Victorian London - Districts - Shadwell 

 I was at the corner of Shadwell Basin and I gazed upon the slate-coloured river before me shining and exhaling mist; the northern bank winds and bounds the horizon with its blackish fringe mottled with red; a few vessels descend with the supple and slow movement of a sea-bird; their sombre hulls and brown sails balance themselves upon the water which shimmers. To north and south a mass of ships raise their crowded masts. The silence is almost complete; one hears but the strokes of distant hammers, the vague tinkle of a bell, and the fluttering of birds in the trees. A Dutch painter, Van der Heyden, Backhuysen, would have taken pleasure in beholding this plain of water, the distant tones of brick and tar, this uncertain horizon where stretch the sleeping clouds. I have seen nothing more picturesque in London. The rest is too scrubbed and varnished, or too bustling and too foul. 

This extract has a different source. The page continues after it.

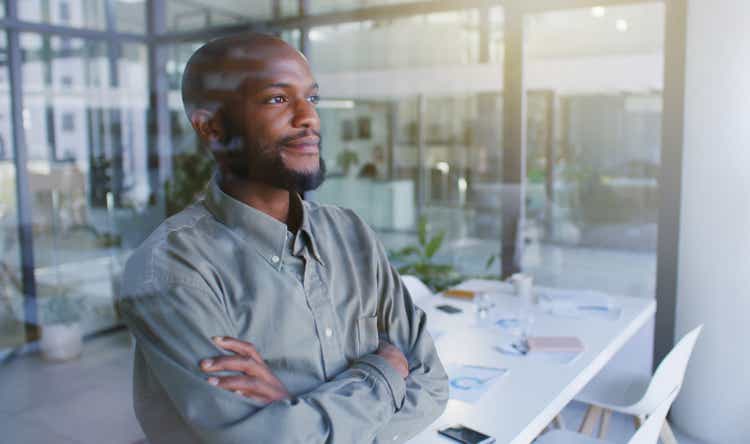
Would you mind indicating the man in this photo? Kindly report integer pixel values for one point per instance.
(260, 317)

    Shadwell, one of the poor neighbourhoods, is close at hand; by the vastness of its distress, and by its extent, it is in keeping with the hugeness and the wealth of London. . . Beggars, thieves, harlots, the latter especially, crowd Shadwell Street. One hears a grating music in the spirit cellars; sometimes it is a negro who handles the violin; through the open windows one perceives unmade beds, women dancing. Thrice in ten minutes I saw crowds collected at the doors; fights were going on, chiefly fights between women; one of them, her face bleeding, tears in her eyes, drunk, shouted with a sharp and harsh voice, and wished to fling herself upon a man. The bystanders laughed; the noise caused the adjacent lanes to be emptied of their occupants; ragged, poor children, harlots—it was like a human sewer suddenly discharging its contents. Some of them have a relic of neatness, a new garment, but the greater number are in filthy and unseemly tatters. Figure to yourself what a lady’s bonnet may become after passing during three or four years from head to head, having been crushed against walls, having had blows from fists; for they receive them. I noticed blackened eyes, bandaged noses, bloody cheek-bones. The women gesticulate with extraordinary vehemence; but most horrible of all is their shrill, acute, cracked voice, resembling that of an ailing screech-owl.
   
From the time of leaving the Tunnel, Street boys abound—bare­footed, dirty, and turning wheels in order to get alms. On the stairs leading to the Thames they swarm, more pale-faced, more deformed, more repulsive than the scum of Paris; without question, the climate is worse, and the gin more deadly. Near them, leaning against the greasy walls, or inert on the steps, are men in astounding rags; it is impossible to imagine before seeing them how many layers of dirt an overcoat or a pair of trousers could hold; they dream or doze open-mouthed, their faces are begrimed, dull, and sometimes streaked with red lines. It is in these localities that families have been discovered with no other bed than a heap of soot; they had slept there during several months. For a creature so wasted and jaded there is but one refuge—drunkenness. ‘Not drink!’ said a desperate character at an inquest. ‘It were better then to die at once...
   
Here and there is a dust-heap. Women are labouring to pick out what is valuable from it. One, old and withered, had a short pipe in her mouth. They stand up amidst the muck to look at me; brutalized, disquieting faces of female Yahoos; perhaps this pipe and a glass of gin is the last idea which floats in their idiotic brain. Should we find there anything else than the instincts and the appetites of a savage and of a beast of burden?
   
A miserable black cat, lean, lame, startled, watches them timidly out of the corner of its eye, and furtively searches in a heap of rubbish. It was possibly right in feeling uneasy. The old woman, muttering, followed it with a look as wild as its own. She seemed to think that two pounds weight of meat were there.

Hippolyte Adolphe Taine, Notes on England, 1872.